On July 28, 2025, La Poste issued a stamp bearing the image of Nicolas Jacques Conté, a French physicist and chemist known for inventing the artificial lead pencil.
The stamp depicts various elements representative of Nicolas Jacques Conté's career: the Oudjat eye, a reminder of the Egyptian campaign in which he participated, an observation balloon, a gear echoing his role as an engineer, and the pencil.
Clovis Rétif designed the stamp and the sheet in pencil, in tribute to Nicolas Jacques Conté.
Nicolas Jacques Conté was born on August 4, 1755, in Saint-Cénery-près-Sées (Aunou-sur-Orne). From his native cottage to the Egyptian expedition, his career was that of a technically intelligent autodidact, an experimenter and inventor who knew how to adapt to needs and resources. Having gained recognition for his paintings at the Hôtel-Dieu de Sées, he was sent by the diocese to study painting in Paris. A portrait painter, surveyor, and inventor of a rotary pump, he returned to settle in Paris and attended science classes, where his pump was used for demonstrations by the physicist and aeronaut Jacques Charles.
During the Revolution, Conté developed military ballooning. Based on a laboratory experiment by Lavoisier, he produced hydrogen by the hundreds of cubic meters for the observation balloons built at the National Aerostatic School he directed in Meudon.
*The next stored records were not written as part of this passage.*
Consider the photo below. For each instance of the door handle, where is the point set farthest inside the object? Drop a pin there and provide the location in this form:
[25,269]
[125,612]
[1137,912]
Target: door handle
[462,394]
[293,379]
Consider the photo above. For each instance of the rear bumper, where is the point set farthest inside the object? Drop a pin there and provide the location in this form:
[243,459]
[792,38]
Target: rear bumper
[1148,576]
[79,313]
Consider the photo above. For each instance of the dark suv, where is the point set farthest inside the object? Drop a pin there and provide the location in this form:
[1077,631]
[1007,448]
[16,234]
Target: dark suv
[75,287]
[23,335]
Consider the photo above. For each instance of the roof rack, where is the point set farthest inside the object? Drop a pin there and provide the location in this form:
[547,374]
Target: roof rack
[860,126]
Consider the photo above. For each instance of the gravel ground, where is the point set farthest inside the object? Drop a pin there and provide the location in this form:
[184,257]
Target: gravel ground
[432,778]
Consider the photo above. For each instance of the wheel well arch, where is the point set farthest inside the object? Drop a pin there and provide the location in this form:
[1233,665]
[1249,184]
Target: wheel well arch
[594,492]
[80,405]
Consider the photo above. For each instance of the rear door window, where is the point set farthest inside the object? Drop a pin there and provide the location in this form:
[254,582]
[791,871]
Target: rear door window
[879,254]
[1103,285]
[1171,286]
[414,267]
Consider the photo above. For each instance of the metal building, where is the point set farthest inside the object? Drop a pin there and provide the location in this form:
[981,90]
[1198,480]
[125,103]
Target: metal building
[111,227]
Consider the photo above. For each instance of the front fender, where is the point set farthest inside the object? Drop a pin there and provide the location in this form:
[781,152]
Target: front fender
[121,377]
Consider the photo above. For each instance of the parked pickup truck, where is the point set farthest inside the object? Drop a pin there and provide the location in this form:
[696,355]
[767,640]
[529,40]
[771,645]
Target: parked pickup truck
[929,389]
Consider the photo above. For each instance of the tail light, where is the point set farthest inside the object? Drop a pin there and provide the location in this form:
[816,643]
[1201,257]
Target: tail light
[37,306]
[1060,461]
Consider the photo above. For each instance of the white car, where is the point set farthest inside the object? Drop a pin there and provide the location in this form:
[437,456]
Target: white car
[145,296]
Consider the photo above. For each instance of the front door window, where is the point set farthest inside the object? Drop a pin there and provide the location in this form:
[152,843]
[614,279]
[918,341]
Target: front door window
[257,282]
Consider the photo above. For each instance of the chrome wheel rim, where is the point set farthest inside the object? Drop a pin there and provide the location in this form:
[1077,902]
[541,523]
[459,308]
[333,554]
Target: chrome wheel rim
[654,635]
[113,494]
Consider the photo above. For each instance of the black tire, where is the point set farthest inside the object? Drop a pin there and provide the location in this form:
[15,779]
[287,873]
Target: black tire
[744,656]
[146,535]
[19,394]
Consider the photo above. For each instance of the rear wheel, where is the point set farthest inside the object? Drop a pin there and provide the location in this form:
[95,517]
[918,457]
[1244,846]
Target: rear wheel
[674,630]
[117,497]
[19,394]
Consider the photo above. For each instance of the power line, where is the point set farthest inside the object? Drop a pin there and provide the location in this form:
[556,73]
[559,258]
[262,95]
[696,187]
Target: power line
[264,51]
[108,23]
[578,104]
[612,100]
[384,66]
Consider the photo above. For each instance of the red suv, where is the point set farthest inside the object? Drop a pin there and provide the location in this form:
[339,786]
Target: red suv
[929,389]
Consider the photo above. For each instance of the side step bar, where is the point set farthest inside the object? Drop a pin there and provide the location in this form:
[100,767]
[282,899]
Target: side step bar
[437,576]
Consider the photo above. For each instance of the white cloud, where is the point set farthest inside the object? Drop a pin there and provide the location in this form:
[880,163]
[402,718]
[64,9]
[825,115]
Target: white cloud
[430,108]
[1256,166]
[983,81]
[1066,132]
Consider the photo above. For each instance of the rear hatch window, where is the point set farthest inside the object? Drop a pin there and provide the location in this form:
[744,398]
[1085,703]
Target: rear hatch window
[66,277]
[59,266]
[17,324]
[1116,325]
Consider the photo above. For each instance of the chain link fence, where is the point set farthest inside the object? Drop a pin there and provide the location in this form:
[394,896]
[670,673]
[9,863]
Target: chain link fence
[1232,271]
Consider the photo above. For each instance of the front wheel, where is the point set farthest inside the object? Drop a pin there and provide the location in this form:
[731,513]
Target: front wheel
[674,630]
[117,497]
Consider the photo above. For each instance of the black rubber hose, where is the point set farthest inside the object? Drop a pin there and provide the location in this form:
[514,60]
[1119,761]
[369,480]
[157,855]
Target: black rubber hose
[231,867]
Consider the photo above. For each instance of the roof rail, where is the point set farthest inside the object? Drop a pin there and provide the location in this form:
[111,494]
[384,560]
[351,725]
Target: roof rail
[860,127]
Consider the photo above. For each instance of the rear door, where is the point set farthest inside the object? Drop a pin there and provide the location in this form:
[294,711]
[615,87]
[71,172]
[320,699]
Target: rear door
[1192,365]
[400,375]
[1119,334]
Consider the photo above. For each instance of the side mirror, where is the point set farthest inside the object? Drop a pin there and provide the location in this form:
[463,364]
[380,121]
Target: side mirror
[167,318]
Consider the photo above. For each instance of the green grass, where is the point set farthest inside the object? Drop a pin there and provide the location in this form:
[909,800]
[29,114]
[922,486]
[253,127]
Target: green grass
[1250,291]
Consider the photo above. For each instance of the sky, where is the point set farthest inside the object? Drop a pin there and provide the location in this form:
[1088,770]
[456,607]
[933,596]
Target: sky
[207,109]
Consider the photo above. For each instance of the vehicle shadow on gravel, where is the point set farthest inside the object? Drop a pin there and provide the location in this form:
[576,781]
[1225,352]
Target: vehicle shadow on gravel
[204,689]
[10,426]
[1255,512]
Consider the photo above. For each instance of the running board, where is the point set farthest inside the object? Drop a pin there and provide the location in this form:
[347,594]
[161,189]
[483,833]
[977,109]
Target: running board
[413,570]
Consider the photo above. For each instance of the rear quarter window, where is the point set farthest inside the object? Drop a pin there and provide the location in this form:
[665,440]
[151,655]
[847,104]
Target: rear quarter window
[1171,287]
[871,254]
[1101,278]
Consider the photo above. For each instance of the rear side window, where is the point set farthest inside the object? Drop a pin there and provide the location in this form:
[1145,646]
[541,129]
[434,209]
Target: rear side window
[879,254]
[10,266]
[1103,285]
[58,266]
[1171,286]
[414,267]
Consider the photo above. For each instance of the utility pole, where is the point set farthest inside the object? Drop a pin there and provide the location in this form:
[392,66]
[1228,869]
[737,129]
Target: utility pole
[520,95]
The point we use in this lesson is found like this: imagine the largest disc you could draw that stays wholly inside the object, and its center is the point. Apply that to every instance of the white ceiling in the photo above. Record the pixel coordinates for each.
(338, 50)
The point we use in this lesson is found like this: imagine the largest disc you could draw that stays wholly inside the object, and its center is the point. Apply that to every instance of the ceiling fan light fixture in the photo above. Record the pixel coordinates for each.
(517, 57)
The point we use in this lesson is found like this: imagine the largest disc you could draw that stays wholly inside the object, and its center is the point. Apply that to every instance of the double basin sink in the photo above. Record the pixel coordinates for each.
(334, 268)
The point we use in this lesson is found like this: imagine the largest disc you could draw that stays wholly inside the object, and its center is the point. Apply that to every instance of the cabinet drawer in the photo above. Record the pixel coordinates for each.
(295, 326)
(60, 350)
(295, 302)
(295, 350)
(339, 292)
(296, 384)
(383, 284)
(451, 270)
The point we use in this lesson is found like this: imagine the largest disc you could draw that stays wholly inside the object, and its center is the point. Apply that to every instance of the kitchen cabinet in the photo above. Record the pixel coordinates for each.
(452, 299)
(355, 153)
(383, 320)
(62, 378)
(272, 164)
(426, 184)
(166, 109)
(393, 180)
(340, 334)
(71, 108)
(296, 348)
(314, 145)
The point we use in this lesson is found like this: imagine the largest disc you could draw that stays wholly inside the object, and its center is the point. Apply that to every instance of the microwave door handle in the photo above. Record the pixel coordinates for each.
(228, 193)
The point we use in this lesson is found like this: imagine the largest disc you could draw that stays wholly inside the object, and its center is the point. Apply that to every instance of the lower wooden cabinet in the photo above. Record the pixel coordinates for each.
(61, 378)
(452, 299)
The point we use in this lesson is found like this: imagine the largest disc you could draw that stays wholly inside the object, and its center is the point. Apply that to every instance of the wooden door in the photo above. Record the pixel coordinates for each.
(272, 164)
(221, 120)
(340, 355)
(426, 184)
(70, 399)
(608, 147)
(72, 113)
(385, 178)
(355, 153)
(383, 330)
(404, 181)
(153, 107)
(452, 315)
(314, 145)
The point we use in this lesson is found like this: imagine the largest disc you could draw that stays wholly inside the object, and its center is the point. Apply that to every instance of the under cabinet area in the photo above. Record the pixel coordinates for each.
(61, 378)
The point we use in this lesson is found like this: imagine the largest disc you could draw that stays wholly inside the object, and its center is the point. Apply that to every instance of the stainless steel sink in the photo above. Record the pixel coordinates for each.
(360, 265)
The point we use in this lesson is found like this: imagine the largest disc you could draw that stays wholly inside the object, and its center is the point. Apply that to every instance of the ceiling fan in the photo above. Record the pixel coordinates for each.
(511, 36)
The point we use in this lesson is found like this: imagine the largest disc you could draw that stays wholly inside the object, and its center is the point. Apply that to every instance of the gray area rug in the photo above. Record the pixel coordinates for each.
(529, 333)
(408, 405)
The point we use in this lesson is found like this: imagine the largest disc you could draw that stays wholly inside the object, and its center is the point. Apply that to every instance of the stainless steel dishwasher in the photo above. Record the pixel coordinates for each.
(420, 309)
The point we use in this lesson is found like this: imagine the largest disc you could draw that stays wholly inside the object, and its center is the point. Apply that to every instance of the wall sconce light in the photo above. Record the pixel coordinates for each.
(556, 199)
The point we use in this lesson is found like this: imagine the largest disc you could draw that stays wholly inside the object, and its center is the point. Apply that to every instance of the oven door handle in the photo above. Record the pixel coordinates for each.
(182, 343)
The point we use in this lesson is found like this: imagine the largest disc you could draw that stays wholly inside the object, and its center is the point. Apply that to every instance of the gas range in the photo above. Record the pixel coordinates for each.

His eye patch served as a reminder of the dangers of his research. He also participated in the creation of the Conservatoire des Arts et Métiers and, in war economics, invented the artificial lead pencil. The family business he founded to exploit the patent (1795) would establish his name and dominate the market for nearly two centuries. With Bonaparte in Egypt, he painted and studied the country's arts and crafts, and the Mechanical Workshops he directed supplied weapons, machines, and instruments to the army and scholars. Upon his return, he edited the Description of Egypt and invented a machine to engrave it at low cost. Founder of the Society for the Encouragement of National Industry and the Schools of Arts and Crafts, he continued his research on color and enamel. Apart from the pencil, his inventions were freely distributed, and his mercury-free barometer even accompanied the development of meteorology long after his death on December 6, 1805, in Paris.